Когда Михаил ушел, Клавдия сказала:
— Кажется, неудача, Павел? Теперь за вами — привлечь Связкина.
У Связкина, когда мне открыли дверь, прежде всего бросились в глаза сундуки и дерюжечки. Весь коридор был заставлен сундуками, кованными жестью, и застлан дерюжечками самых пестрых рисунков, видимо домотканых. Ефим Иванович со мной расцеловался. Авдотья Степановна, жена Ефима Ивановича, как увидела меня, так сейчас же заплакала:
— Приехал, родной ты мой, приехал… А сынок-то мой, Витенька-то, упование-то мое…
— Ну, будет, Дуняша, — остановил жену Связкин.
— …в земле сырой лежит, в могиле свет мой, упование мое!
— Умер Виктор — объясняют, от белокровья… Шариков каких-то в крови не хватало… До третьего курса медицинского факультета дошел… Доктором был бы… Не пил, не курил…
— И не в отца пошел…
— Да, не в меня… Политикой не занимался… В науку погрузился…
— И не уберегли мы его, несчастные теперь остались с Ефимом, старики-сироты…

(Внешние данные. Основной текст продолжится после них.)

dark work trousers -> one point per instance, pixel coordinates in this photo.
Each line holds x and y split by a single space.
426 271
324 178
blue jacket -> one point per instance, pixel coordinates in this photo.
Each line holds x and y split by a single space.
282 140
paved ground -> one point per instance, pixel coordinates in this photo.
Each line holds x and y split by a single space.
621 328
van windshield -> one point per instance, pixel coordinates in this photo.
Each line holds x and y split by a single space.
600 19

— Теперь ничего нам с Авдотьей Степановной больше не надо… И нечем больше мне теперь дорожить…
Меня усадили за стол. День был воскресный, Авдотья Степановна накрыла на стол кремовую скатерть своего вязания, постелила узорчатые дорожки, тоже своей вязки, разложила против каждого для подставки под прибор клеенчатые кружочки. Ефим Иванович принес кипящий старенький, чуть покосившийся медный самоварчик. Все было здесь скромненько, чистенько и полно беспредельной порядочности. В углу у окна стоял письменный столик, на нем этажерочка с книгами. Я посмотрел корешки: о профессиональном движении в Англии, о кооперации в Бельгии, об аграрном вопросе в Дании, о революции 48-го года во Франции. И ни одной книжки о России! Ни одной книжки о современности.

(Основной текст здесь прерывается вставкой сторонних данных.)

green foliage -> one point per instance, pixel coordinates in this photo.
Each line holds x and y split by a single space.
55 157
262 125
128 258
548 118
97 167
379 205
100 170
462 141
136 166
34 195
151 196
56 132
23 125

Все это так знакомо, так напоминает первые наши беседы с Ефимом Ивановичем, когда он вел наш ученический марксистский кружок. Как будто ничто в жизни Ефима Ивановича не изменилось. А над книжками кнопками прикреплены к стене две открытки — портреты Августа Бебеля и Г. В. Плеханова; они расположены веерообразно, сходясь под одной кнопкой внизу и расходясь кверху.
— Карточки и книжки рассматриваешь? Уж сколько раз я Ефиму Ивановичу говорю: «Убери, не такое теперь время выставлять все это на вид». А он нарочно: «Я, говорит, им всем назло, пусть смотрят. Во что, говорит, в юности верил, за то и теперь жизнь готов отдать».

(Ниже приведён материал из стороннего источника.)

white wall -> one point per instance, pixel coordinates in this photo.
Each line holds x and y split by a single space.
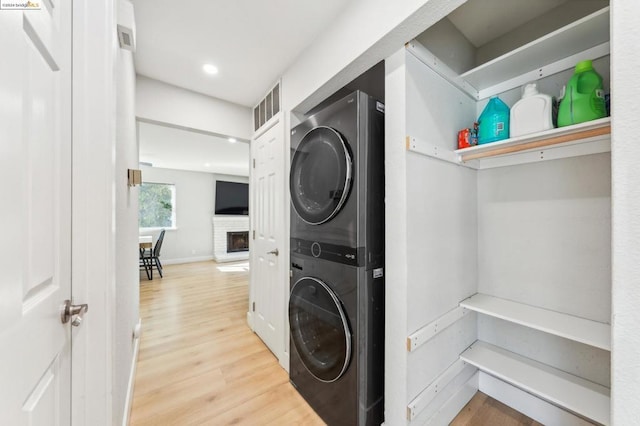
367 32
164 103
126 253
195 196
625 153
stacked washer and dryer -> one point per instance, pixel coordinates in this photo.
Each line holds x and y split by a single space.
336 306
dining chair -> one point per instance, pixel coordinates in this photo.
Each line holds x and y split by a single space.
150 258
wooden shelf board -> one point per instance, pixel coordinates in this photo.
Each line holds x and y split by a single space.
577 133
581 330
580 396
580 35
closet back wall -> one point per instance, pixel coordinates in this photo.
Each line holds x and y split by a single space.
192 241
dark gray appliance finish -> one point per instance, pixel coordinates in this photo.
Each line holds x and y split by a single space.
337 182
336 317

— Ну, ну, ты уж пошла разговаривать! И то сказать, конечно: чего мне и кого бояться! Никого я теперь, чертей, их не боюсь, мерзавцев, жизнь кругом всю исковеркали, подлецы… Откушай, Павел, пирожка нашего воскресного… с вязигой, очень вкусно.
За годы, что я знал Ефима Ивановича, у него только больше стало седины, в остальном он не менялся. Все такой же косой пробор, так же гладко причесан, из кармашка верхнего все так же торчит гребеночка. Все та же аккуратно подстриженная бородка, все те же очки в грубой оправе, тот же чистенький румянец на свежих, хорошо вымытых щечках. Та же куртка «венгерка», никогда не застегивающаяся, а под ней черного сатина рубашка с высоким стоячим воротником, с черным галстуком, подпоясанная широким кожаным ремнем. Все это одеяние было принятым у передовых наборщиков в Москве перед девятьсот пятым годом.
Я не решился сразу заговорить с Ефимом Ивановичем о наших районных делах. Повод дала Авдотья Степановна:
— Думаешь, постарел наш Ефим Иванович? Какое там! Все такой же прыткий, неуступчивый.
— Скажи лучше, Дуняша, — принципиальный! — поправил жену Связкин.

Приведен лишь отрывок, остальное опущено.